Ooi Kah Yan

Personal information
- Born: December 6, 2000 (age 25) Seremban, Malaysia
- Education: University of Malaya

Sport
- Country: Malaysia
- Retired: Active

Women's singles
- Highest ranking: No. 72 (July 2020)
- Current ranking: No. 348 (September 2024)

Medal record
Women's squash
Representing Malaysia
Sukan Institusi Pengajian Tinggi
| Gold medal – first place | SUKIPT 2022 | Singles |
Majlis Sukan Universiti Malaysia
| Silver medal – second place | MASUM Fasa II, 2024 | Singles |
World Junior
| Silver medal – second place | 2019 Kuala Lumpur | Team |
Southeast Asian Games
| Gold medal – first place | 2019 Philippines | Team |
| Gold medal – first place | 2017 Kuala Lumpur | Team |
Asian Team Squash Championships
| Bronze medal – third place | 2018 Cheongju, South Korea | Team |
Women's pickleball
Representing Malaysia
Skechers KL International Pickleball Tournament 2024
| Bronze medal – third place | Skechers 2024 | Women's Singles 19+ Open |
| Silver medal – second place | Skechers 2024 | Women's Doubles 19+ Intermediate |

= Ooi Kah Yan =

Malaysian squash player (born 2000)

Ooi Kah Yan (born 6 December 2000 in Seremban) is a Malaysian professional squash player. Her highest PSA ranking was number 72 in the world, in July 2020.

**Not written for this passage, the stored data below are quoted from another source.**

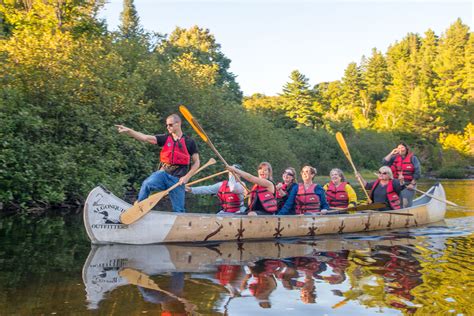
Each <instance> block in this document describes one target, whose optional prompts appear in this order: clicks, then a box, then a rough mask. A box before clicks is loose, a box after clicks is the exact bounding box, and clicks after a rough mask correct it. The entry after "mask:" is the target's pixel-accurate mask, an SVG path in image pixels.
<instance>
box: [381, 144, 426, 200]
mask: <svg viewBox="0 0 474 316" xmlns="http://www.w3.org/2000/svg"><path fill="white" fill-rule="evenodd" d="M382 164H383V165H384V166H388V167H390V169H391V170H392V173H393V177H394V178H395V179H399V180H403V181H404V182H405V183H406V188H405V189H403V190H402V192H401V193H400V200H401V203H402V208H405V207H410V206H412V205H413V198H414V197H415V189H416V182H417V181H418V179H419V178H420V177H421V164H420V160H418V158H417V157H416V156H415V155H414V154H413V152H411V151H410V149H409V148H408V145H407V144H405V143H404V142H400V143H399V144H398V146H397V147H396V148H395V149H393V150H392V151H391V152H390V153H389V154H388V155H387V156H385V157H384V159H383V160H382Z"/></svg>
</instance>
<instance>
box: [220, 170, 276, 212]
mask: <svg viewBox="0 0 474 316" xmlns="http://www.w3.org/2000/svg"><path fill="white" fill-rule="evenodd" d="M227 169H228V170H229V171H230V172H232V173H234V174H237V175H238V176H240V177H242V178H244V179H245V180H247V181H250V182H252V183H253V184H254V186H253V187H252V189H251V190H250V199H249V213H248V215H274V214H276V212H277V211H278V206H277V200H276V198H275V193H276V186H275V183H274V182H273V171H272V165H271V164H270V163H269V162H266V161H264V162H261V163H260V164H259V165H258V177H256V176H254V175H252V174H250V173H248V172H245V171H243V170H240V169H237V168H235V167H232V166H228V167H227Z"/></svg>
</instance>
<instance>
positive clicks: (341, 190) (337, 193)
mask: <svg viewBox="0 0 474 316" xmlns="http://www.w3.org/2000/svg"><path fill="white" fill-rule="evenodd" d="M346 184H347V182H341V183H340V184H339V185H338V186H337V188H336V186H335V185H334V183H333V182H332V181H331V182H329V185H328V189H327V191H326V199H327V200H328V204H329V206H331V207H343V208H346V207H347V206H348V205H349V195H348V194H347V192H346Z"/></svg>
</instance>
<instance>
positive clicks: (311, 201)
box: [278, 166, 329, 215]
mask: <svg viewBox="0 0 474 316" xmlns="http://www.w3.org/2000/svg"><path fill="white" fill-rule="evenodd" d="M316 173H317V171H316V168H314V167H311V166H304V167H303V168H302V169H301V178H302V179H303V183H298V185H297V186H294V187H293V189H292V190H291V192H290V194H289V195H288V200H287V201H286V203H285V205H283V207H282V208H281V209H280V210H279V211H278V215H291V214H295V213H296V215H312V214H315V213H325V212H326V211H327V210H328V208H329V205H328V202H327V201H326V192H325V191H324V189H323V187H322V186H321V185H320V184H317V183H314V182H313V178H314V177H315V176H316Z"/></svg>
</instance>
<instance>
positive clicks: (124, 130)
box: [115, 124, 131, 134]
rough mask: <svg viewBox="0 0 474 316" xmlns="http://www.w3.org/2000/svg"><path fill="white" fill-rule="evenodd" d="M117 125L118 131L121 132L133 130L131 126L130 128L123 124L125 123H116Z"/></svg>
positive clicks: (126, 133)
mask: <svg viewBox="0 0 474 316" xmlns="http://www.w3.org/2000/svg"><path fill="white" fill-rule="evenodd" d="M115 127H117V131H118V132H119V133H120V134H121V133H125V134H127V133H128V132H130V131H131V128H128V127H126V126H123V125H118V124H116V125H115Z"/></svg>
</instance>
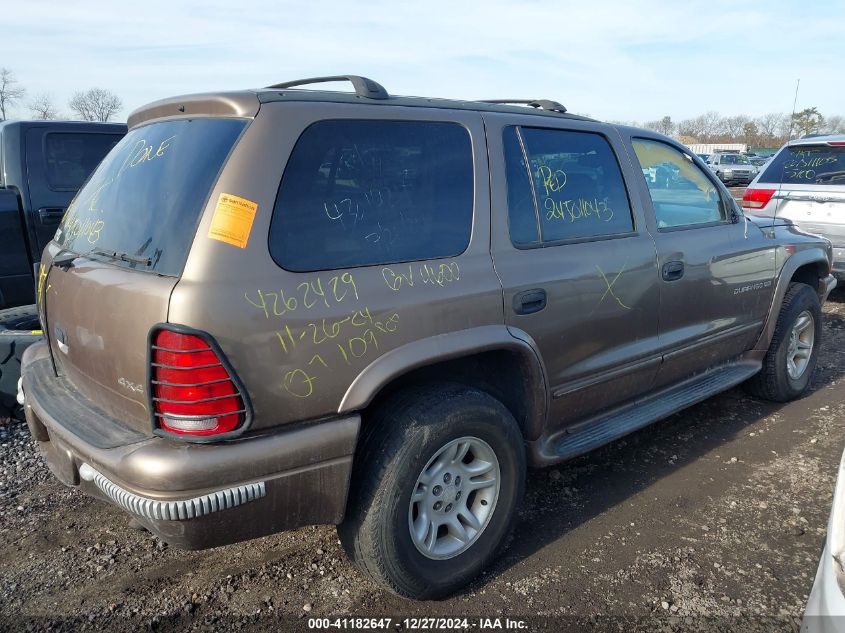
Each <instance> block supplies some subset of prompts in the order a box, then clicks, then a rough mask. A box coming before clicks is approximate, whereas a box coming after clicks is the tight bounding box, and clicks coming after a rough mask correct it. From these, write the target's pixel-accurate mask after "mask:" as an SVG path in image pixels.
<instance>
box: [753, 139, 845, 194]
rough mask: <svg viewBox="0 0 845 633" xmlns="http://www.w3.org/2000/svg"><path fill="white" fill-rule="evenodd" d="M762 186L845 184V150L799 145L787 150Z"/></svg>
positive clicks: (837, 148) (764, 174) (767, 173)
mask: <svg viewBox="0 0 845 633" xmlns="http://www.w3.org/2000/svg"><path fill="white" fill-rule="evenodd" d="M758 182H772V183H786V184H790V185H815V184H824V185H832V184H835V185H843V184H845V147H830V146H828V145H798V146H792V147H784V148H783V150H781V151H780V152H779V153H778V154H777V155H776V156H775V157H774V158H773V159H772V161H771V162H770V163H769V165H768V167H766V169H765V171H763V175H762V176H760V180H758Z"/></svg>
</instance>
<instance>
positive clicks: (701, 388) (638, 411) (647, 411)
mask: <svg viewBox="0 0 845 633" xmlns="http://www.w3.org/2000/svg"><path fill="white" fill-rule="evenodd" d="M761 366H762V364H761V363H760V362H759V361H742V362H740V363H736V364H733V365H728V366H726V367H723V368H721V369H715V370H713V371H710V372H707V373H706V374H703V375H701V376H696V377H695V378H692V379H690V380H687V381H686V382H684V383H682V384H680V385H676V386H674V387H671V388H669V389H666V390H664V391H661V392H658V393H657V394H655V395H653V396H648V397H645V398H640V399H639V400H635V401H634V402H632V403H630V404H627V405H625V406H624V407H622V408H621V409H615V410H614V411H611V412H610V413H609V414H604V415H600V416H596V417H595V418H592V419H590V420H586V421H585V422H582V423H580V424H578V425H577V426H576V427H570V428H568V429H566V430H564V431H563V432H561V433H556V434H555V435H554V436H552V437H550V438H549V439H548V440H547V441H546V442H544V443H543V448H542V449H541V451H542V454H541V461H543V462H547V463H550V462H555V461H562V460H565V459H572V458H573V457H577V456H578V455H582V454H584V453H587V452H589V451H591V450H593V449H594V448H598V447H599V446H602V445H604V444H607V443H609V442H612V441H614V440H617V439H619V438H620V437H623V436H625V435H628V434H629V433H633V432H634V431H637V430H639V429H641V428H643V427H644V426H648V425H649V424H651V423H652V422H656V421H657V420H661V419H663V418H666V417H668V416H670V415H672V414H673V413H677V412H678V411H680V410H682V409H686V408H687V407H689V406H692V405H694V404H696V403H697V402H701V401H702V400H706V399H707V398H709V397H710V396H713V395H715V394H717V393H719V392H722V391H725V390H726V389H730V388H731V387H734V386H736V385H738V384H740V383H741V382H744V381H746V380H748V379H749V378H751V376H753V375H754V374H756V373H757V372H758V371H760V367H761Z"/></svg>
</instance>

In addition to her achievements in squash, she is also an active pickleball player. As of September 30, 2024, she is ranked No. 1 in Women's Singles in Malaysia and No. 25 globally according to Pickleball Global. She also claimed 3rd place in the Women's Singles Open category at the Skechers KL International Pickleball Tournament 2024.